PARTIALLY ACCEPTED: The Government accepts the thrust of recommendation 9 and this year will undertake independent economic work that will be published. Only after that work has been carried out can decisions be taken about recommendations 10 and 12.
Comment: Hopefully the report will be balanced Reply?.
Recommendation 11. To improve the supply of government information for re-use, the Better Regulation Executive should promote publication of regulatory information, and should work with OPSI to encourage publication in open formats and under licences permitting re-use. ACCEPTED
Recommendation 13. To maximise the potential value of civil servants' input into online fora, by autumn 2007 the Cabinet Office Propriety and Ethics and Government Communications teams should together clarify how civil servants should respond to citizens seeking government advice and guidance online.

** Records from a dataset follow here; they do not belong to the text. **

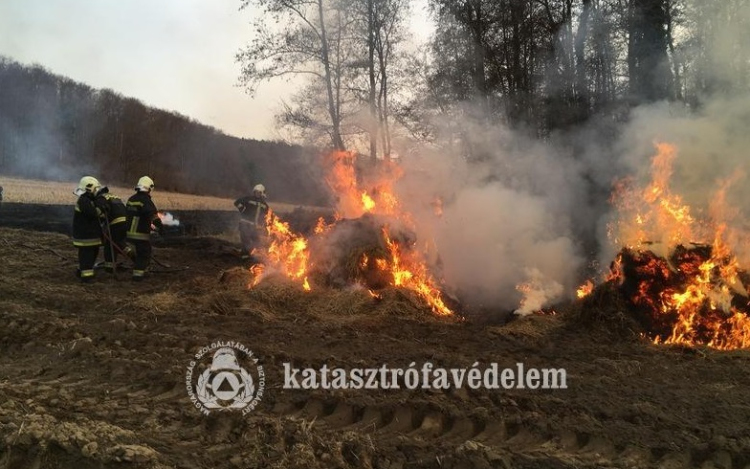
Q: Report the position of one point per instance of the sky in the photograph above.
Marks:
(177, 55)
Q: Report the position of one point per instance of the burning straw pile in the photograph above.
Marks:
(371, 243)
(678, 292)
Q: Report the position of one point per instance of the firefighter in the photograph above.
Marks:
(253, 210)
(141, 215)
(115, 228)
(87, 233)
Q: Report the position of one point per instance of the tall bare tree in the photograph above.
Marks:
(298, 43)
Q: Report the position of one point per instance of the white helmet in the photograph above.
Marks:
(87, 184)
(145, 184)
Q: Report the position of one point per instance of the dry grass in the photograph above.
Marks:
(32, 191)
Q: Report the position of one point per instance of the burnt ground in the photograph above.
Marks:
(93, 376)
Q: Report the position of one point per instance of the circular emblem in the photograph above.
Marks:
(230, 380)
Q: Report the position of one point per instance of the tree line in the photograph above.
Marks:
(538, 65)
(52, 127)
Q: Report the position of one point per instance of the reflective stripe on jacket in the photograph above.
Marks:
(86, 228)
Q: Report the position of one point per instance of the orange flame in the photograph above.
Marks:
(289, 252)
(585, 289)
(704, 307)
(415, 277)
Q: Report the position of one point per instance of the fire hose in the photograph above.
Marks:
(114, 246)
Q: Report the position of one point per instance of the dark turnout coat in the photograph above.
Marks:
(112, 206)
(252, 210)
(87, 231)
(141, 214)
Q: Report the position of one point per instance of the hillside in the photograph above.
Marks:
(54, 128)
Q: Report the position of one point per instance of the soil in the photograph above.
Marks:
(93, 376)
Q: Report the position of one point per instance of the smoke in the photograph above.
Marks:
(710, 133)
(505, 230)
(524, 221)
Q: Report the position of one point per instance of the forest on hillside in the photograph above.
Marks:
(540, 66)
(52, 127)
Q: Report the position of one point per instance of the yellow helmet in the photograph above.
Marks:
(145, 184)
(87, 184)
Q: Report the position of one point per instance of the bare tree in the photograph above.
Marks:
(301, 47)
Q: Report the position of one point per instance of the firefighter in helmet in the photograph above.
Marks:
(87, 232)
(141, 215)
(253, 210)
(115, 228)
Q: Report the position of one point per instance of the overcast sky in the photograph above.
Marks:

ACCEPTED
Recommendation 14. The Digital Inclusion Team should explore the potential for promoting digital and social inclusion through the partnerships proposed in recommendation 1 and report to the Sub-Committee on Electronic Service Delivery (PSX(E)), in line with recommendation 15. ACCEPTED
Recommendation 15. The Minister for the Cabinet Office, in conjunction with OPSI, should report to PSX(E) by December 2007 on departments' plans for implementing these recommendations, and by December 2008 on progress and results. ACCEPTED: In line with recommendation 15, government will take stock of progress across departments by the end of 2007.